Best New Restaurants in Toronto 2014

Best New Restaurants in Toronto 2014

These are the spots that encapsulate Toronto dining at its current peak, and ones I happily recommend to a friend or visitor.

(Image: Dave Gillespie)
The Chase

Chef Michael Steh has revived surf and turf in a big way with his expertly prepped platters of fresh seafood and prime cuts. The glitzy room on Temperance Street serves up expense account dining at its finest.
10 Temperance St., 647-348-7000

(Image: Dave Gillespie)
Bar Isabel

At his College Street tapas bar, Grant van Gameren creates magical things with bone marrow, whole octopus and, his specialty, gloriously fatty cured meats. Fair warning: the room fills up early and the din reaches headbanger levels.
797 College St., 416-532-2222

(Image: Dave Gillespie)
THR & Co.

Cory Vitiello’s second restaurant is a bigger, better Harbord Room—a farm-to-table gastropub with a globe-trotting menu of fancy pizzas, he-man cuts of beef and harissa-kissed crudo.
97 Harbord St., 647-748-7199

(Image: Dave Gillespie)
Drake One Fifty

Here’s where to go after a performance at the Four Seasons for a glass of wine and a crash course in contemporary Canadian art. Chef Ted Corrado grills status steaks and a mean burger smothered in thick-cut bacon and sharp cheddar.
150 York St., 416-363-6150

(Image: Dave Gillespie)
Electric Mud BBQ

It’s worth suffering the wait, the picnic tables and tinnitus for the saucy ribs and cheddar-thickened grits with gulf shrimp at Colin Tooke and Ian McGrenaghan’s Parkdale party house. If you’d rather not, they now do takeout.
5 Brock Ave., 416-516-8286

(Image: Dave Gillespie)
Geraldine

Peter Ramsay, formerly sous-chef at Cowbell, now serves a Prohibition-era menu of oysters, game and mushrooms on toast. But the real draw is the ridiculously complicated drinks made by bartenders with period-appropriate handlebar moustaches.
1564 Queen St.
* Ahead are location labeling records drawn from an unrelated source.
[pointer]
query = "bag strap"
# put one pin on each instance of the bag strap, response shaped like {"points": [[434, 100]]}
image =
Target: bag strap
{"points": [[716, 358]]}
W., 647-352-8827

(Image: Dave Gillespie)
Big Crow

Anthony Rose’s canvas-topped spot, hidden behind his Dupont diner Rose and Sons, is like a cottage country cookout with better food: gargantuan racks of smoked baby back ribs, perfectly grilled lobsters and potent ­Purple Jesus cocktails by the pitcher.
176 Dupont St., 647-748-3287

(Image: Dave Gillespie)
Rhum Corner

Jen Agg’s laid-back new Haitian spot has a mind-boggling variety of rums and a chef, Jesse Grasso, who cooks the tastiest rice and beans this side of Port-au-Prince. The standout is a humble condiment that accompanies every entrée: an addictive, fiery coleslaw called pikliz.
926 Dundas St. W., 647-346-9356

(Image: Dave Gillespie)
Woods

Bruce Woods did the brazenly untrendy thing of opening an à la carte restaurant in a year of shared plates and tasting menus. And it worked. His cooking is as skillful as ever, especially his signature plate of hand-cranked spaghetti served with a giant pecorino-stuffed meatball.
45 Colborne St., 416-214-9918

(Image: Dave Gillespie)
Agave Y Aguacate

Francisco Alejandri worked at Chiado and Scaramouche before striking out on his own with a Mexican restaurant where there’s not a taco in sight. Instead, he’s cooking modern dishes like a fat, blistered poblano stuffed with avocado, pineapple and citrusy cape gooseberries.